Shrug. Perhaps, but I do like the overall design and look it has over the Strike Dagger. I never liked the design of the Strike Dagger and think this looks far better. I have been thinking that it would actually replace the Strike Dagger as the MP Strike with the 105 Dagger becoming the more elite and expensive version of an MP Strike. Basically this guy would not have a Beam Saber or Phase Shift Armor but still be able to use Strike Packs like the original Strike. Instead of a Beam Saber, it would have the Armor Schneider knives while maybe some sort of head-mounted CIW Gun pod, like the Gundam Mark-II, as it doesn't look to have any sort of head guns. The 105 Dagger would then have Phase Shift Armor, maybe Trans-Phase Shift Armor, the ability to use Strike Packs, Beam Sabers, and the head regular head guns.
 
Hello I need an input for a Build/Gunpla story, specifically choices of baseline unit for a character based on her personality. Can anyone help?

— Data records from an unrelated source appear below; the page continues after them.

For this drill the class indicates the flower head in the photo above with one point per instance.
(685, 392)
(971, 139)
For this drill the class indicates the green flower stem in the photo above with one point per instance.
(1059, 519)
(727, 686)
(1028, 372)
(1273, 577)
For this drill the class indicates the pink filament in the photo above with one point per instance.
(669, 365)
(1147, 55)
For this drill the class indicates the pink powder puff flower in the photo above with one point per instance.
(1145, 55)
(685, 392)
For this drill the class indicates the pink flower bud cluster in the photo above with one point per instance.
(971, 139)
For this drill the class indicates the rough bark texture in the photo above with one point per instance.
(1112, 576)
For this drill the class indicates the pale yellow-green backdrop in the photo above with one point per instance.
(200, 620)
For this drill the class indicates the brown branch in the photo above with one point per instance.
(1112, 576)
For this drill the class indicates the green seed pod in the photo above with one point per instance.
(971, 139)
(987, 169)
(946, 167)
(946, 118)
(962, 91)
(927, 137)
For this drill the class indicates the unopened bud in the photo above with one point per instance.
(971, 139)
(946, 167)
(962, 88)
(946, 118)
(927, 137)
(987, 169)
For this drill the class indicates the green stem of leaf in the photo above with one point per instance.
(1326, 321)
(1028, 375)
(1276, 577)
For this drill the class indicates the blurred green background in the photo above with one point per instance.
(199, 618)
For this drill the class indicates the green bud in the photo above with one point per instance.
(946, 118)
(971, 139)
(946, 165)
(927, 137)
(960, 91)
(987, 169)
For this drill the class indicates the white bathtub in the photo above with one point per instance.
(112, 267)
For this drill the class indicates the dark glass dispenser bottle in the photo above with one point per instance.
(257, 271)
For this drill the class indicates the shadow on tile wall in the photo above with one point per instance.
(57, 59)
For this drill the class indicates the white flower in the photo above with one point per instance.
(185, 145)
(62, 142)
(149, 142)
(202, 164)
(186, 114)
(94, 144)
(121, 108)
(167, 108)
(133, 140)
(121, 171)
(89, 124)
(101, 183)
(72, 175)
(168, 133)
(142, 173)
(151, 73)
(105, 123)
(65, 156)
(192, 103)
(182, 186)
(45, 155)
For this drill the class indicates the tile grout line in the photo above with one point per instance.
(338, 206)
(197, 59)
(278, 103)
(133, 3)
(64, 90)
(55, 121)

So the person is someone confident, self-assured, aloof in public but cheerful on screen (as a streamer), a very casual gundam fan at most with little to no knowledge of most series. Primarily plays FPS.

I was thinking of using Jesta base, but then rethinking that it would be weird for someone like that to use UC unit base. Does anyone have recommendation?
 
Probably something from IBO would be a good shout. Maybe Flauros, given that Gundam is a very ranged-oriented Gundam by IBO standards?
 
Hello I need an input for a Build/Gunpla story, specifically choices of baseline unit for a character based on her personality. Can anyone help?

So the person is someone confident, self-assured, aloof in public but cheerful on screen (as a streamer), a very casual gundam fan at most with little to no knowledge of most series. Primarily plays FPS.

I was thinking of using Jesta base, but then rethinking that it would be weird for someone like that to use UC unit base. Does anyone have recommendation?

Iconic mook suit.

Which if not UC, probably means the Leo.

Which probably means increasingly kitbashed Leos as things escalate, but never with Tallgeese parts because quirky streamer nonsense.
 
...Sorry, what? That sounds like something out of gundam otaku arsenal with closeted gay crush on talgeese, and not casual fan.